“Bendita sea la Santísima Trinidad: Dios Padre, el Hijo
unigénito de Dios y el Espíritu Santo, porque ha tenido misericordia con
nosotros” (Antífona de entrada de la
Solemnidad de la Santísima Trinidad).
Como todos los años, después de haber visto desplegarse ante
nuestros ojos el misterio de nuestra salvación, cuya culminación es la Pascua
de Jesucristo, la Iglesia nos invita a confesar nuestra fe en el Dios uno y
trino.
Confesar gozosamente la fe en el Dios amor, alabando y
celebrando su santo Nombre. Es la alabanza y adoración que brotan del corazón
que comprende, no una sublime especulación doctrinal, sino lo que Dios ha hecho
por nosotros: ha tenido misericordia de su pueblo.

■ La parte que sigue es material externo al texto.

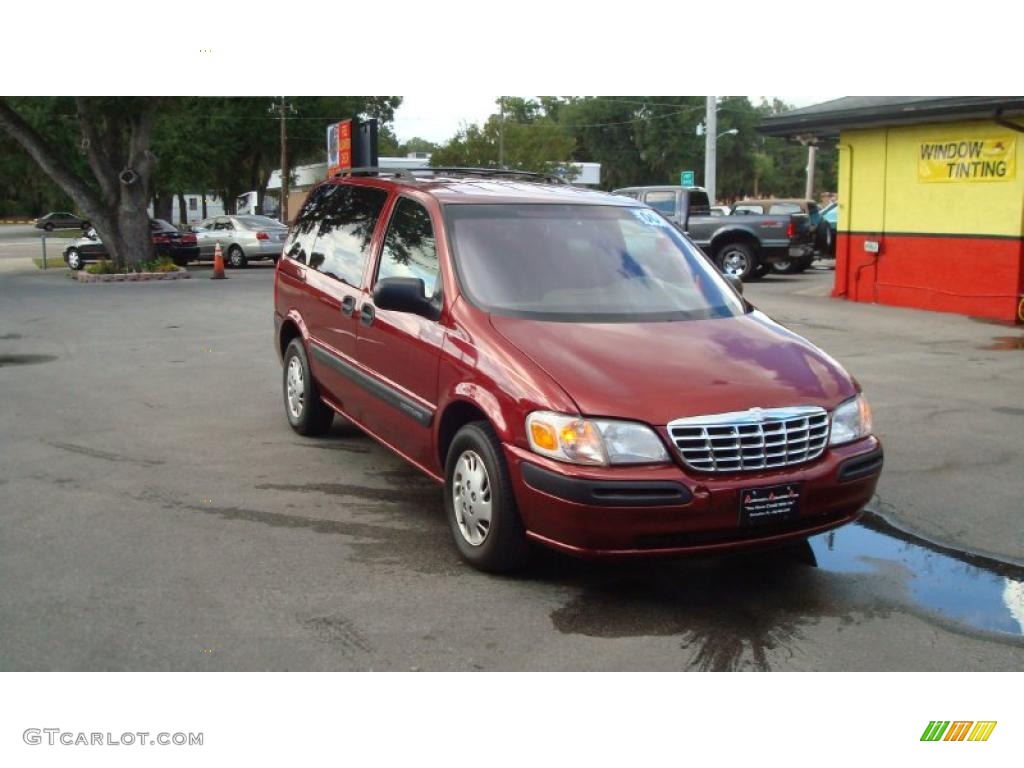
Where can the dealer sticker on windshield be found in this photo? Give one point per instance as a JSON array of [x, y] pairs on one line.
[[771, 504], [648, 217]]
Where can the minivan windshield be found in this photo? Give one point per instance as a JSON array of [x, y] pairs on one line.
[[584, 263]]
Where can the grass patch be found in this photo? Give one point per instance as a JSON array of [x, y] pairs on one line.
[[51, 262], [104, 266]]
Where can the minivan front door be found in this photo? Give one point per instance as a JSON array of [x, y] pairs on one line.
[[346, 218], [400, 351]]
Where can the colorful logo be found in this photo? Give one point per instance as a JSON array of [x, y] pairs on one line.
[[958, 730]]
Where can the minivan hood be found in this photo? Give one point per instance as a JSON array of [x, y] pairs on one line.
[[657, 372]]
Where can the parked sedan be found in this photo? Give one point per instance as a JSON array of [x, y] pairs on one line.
[[241, 238], [168, 241], [61, 220]]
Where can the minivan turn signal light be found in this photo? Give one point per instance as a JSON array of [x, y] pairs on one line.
[[593, 441]]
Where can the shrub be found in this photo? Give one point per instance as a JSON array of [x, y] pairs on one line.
[[103, 266]]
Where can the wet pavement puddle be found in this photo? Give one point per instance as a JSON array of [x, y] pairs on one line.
[[748, 611], [973, 590], [1006, 343], [25, 359]]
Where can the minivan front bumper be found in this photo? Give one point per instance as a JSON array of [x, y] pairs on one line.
[[649, 511]]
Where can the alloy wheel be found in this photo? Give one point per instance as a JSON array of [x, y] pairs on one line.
[[471, 494], [296, 389], [735, 263]]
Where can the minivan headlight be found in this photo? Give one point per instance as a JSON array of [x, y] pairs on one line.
[[851, 421], [594, 441]]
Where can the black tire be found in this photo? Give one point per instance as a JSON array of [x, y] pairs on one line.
[[738, 259], [504, 547], [792, 266], [237, 257], [312, 417]]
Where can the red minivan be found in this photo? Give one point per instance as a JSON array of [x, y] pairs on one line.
[[567, 364]]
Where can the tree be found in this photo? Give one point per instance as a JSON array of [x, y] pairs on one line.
[[532, 141], [114, 135]]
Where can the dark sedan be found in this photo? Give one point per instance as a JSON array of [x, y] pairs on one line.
[[60, 220], [181, 247]]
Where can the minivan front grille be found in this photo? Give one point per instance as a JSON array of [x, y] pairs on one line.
[[748, 440]]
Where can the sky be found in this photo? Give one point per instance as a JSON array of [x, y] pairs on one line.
[[420, 116]]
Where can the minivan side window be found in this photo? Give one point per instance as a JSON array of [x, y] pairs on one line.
[[410, 250], [303, 235], [662, 201], [349, 217]]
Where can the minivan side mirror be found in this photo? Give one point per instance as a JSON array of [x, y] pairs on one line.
[[404, 295]]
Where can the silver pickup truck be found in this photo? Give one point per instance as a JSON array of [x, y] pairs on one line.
[[742, 246]]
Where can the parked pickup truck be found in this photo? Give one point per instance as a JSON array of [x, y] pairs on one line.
[[742, 246]]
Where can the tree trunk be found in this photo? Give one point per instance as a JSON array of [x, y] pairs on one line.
[[122, 167]]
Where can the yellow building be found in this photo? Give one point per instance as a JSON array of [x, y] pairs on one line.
[[931, 196]]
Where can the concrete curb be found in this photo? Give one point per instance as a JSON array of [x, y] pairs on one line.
[[84, 276]]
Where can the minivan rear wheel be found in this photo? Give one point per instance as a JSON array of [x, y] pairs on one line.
[[478, 500], [306, 413]]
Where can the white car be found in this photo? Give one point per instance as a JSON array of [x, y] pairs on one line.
[[242, 238]]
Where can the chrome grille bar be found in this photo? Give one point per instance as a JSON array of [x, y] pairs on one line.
[[748, 440]]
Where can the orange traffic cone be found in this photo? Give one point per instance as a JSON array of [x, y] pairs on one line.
[[218, 264]]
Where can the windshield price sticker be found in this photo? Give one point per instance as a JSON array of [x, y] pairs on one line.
[[648, 217]]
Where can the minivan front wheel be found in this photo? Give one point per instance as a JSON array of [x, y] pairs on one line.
[[738, 259], [479, 503], [307, 414]]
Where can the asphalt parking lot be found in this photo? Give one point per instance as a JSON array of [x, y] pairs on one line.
[[158, 513]]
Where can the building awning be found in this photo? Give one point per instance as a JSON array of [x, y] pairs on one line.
[[826, 119]]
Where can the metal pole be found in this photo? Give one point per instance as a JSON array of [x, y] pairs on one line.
[[285, 171], [501, 132], [711, 136], [812, 152]]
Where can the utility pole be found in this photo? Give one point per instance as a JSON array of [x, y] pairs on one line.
[[501, 132], [283, 109], [711, 136], [812, 152]]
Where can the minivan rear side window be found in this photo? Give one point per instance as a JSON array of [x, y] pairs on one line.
[[410, 250], [349, 215], [303, 235]]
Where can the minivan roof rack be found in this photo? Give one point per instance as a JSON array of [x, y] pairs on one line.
[[411, 173]]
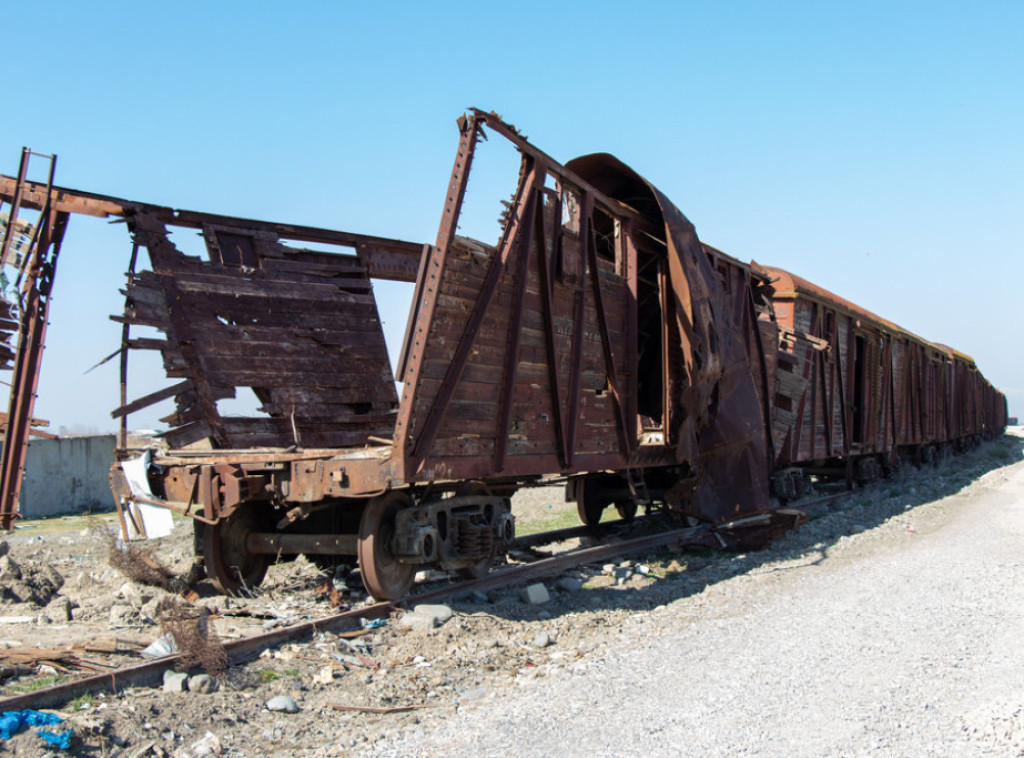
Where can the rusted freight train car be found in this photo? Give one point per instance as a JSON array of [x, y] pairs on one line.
[[856, 395], [595, 340]]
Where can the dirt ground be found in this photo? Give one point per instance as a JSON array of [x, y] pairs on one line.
[[59, 591]]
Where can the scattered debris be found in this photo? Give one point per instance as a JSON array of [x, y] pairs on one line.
[[139, 563], [535, 594], [194, 636], [283, 704]]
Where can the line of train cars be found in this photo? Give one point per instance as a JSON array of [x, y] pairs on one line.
[[597, 342]]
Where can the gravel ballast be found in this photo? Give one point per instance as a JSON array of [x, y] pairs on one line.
[[903, 639]]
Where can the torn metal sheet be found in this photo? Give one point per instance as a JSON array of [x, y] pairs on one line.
[[144, 521]]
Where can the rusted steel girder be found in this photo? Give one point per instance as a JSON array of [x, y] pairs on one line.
[[36, 266]]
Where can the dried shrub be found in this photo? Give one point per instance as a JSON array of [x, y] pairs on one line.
[[139, 564], [197, 640]]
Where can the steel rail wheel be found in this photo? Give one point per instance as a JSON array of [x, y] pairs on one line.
[[384, 578], [227, 561]]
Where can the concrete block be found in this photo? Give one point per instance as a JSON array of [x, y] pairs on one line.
[[175, 681], [535, 594]]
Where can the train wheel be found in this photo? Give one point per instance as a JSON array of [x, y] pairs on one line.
[[383, 576], [590, 501], [225, 556]]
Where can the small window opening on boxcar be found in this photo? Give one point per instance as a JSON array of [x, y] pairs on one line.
[[605, 236], [650, 322], [859, 389], [570, 211]]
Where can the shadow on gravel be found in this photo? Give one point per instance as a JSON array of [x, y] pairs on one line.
[[685, 574]]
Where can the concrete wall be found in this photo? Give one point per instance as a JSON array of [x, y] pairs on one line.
[[68, 475]]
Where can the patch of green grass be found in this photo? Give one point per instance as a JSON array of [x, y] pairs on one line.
[[560, 518]]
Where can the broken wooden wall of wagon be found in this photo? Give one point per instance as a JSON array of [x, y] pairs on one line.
[[298, 327]]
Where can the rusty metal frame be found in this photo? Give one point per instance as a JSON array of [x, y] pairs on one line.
[[37, 269]]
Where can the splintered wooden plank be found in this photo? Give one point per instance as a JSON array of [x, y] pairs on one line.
[[152, 398]]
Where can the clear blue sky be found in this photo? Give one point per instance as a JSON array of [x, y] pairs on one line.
[[873, 148]]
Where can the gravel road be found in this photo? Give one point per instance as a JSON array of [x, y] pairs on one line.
[[902, 639]]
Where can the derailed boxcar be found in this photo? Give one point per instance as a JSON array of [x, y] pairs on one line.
[[595, 340], [856, 394]]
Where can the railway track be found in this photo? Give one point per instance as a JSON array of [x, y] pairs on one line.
[[241, 650]]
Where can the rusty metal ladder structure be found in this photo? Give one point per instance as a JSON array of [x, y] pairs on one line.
[[31, 251]]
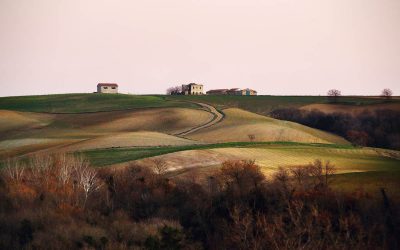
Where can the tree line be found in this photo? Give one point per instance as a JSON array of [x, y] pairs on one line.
[[60, 202], [378, 128]]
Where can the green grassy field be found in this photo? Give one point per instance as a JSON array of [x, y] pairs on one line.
[[265, 104], [77, 103], [269, 154]]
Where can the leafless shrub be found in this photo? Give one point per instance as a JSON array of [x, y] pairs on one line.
[[86, 178], [334, 94], [252, 137], [14, 170], [41, 168], [160, 166]]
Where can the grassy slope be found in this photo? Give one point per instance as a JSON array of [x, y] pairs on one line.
[[75, 103], [265, 104], [267, 153], [239, 123]]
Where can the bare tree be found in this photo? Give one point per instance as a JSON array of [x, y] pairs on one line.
[[66, 167], [176, 90], [334, 94], [252, 137], [160, 166], [387, 94], [86, 178], [14, 170]]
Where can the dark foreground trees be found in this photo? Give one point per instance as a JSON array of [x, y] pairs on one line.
[[379, 128], [43, 207]]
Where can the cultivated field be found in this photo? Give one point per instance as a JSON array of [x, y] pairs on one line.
[[116, 130], [239, 124]]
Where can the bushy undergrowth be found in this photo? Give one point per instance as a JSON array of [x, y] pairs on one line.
[[62, 203], [379, 128]]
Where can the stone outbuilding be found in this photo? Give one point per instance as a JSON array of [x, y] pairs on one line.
[[109, 88], [192, 89]]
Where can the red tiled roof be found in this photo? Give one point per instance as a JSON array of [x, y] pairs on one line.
[[108, 84]]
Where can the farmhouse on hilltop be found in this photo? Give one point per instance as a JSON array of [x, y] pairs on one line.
[[192, 89], [217, 92], [235, 91], [110, 88]]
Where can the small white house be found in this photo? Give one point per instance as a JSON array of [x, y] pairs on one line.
[[110, 88]]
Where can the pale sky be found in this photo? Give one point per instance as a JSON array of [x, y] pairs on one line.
[[278, 47]]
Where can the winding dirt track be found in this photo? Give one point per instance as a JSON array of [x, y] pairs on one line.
[[218, 116]]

La invitación de la Iglesia es alabadar, adorar y dar
gracias. Pero no se detiene ahí: en realidad somos invitados a vivir en la
Trinidad. A entrar en ella, nosotros que hemos sido sumergidos en su misterio
de amor.
Vivimos en la cultura de la disociación y de la
desvinculación. La ruptura parece ser la ley suprema del presente: ruptura
entre el cuerpo y el alma; ruptura entre el varón y la mujer; ruptura entre
padres e hijos; ruptura en el seno de la sociedad; ruptura entre naciones.
La Trinidad ha sembrado la semilla de la unidad en la
diversidad. Le ha devuelto la esperanza al mundo.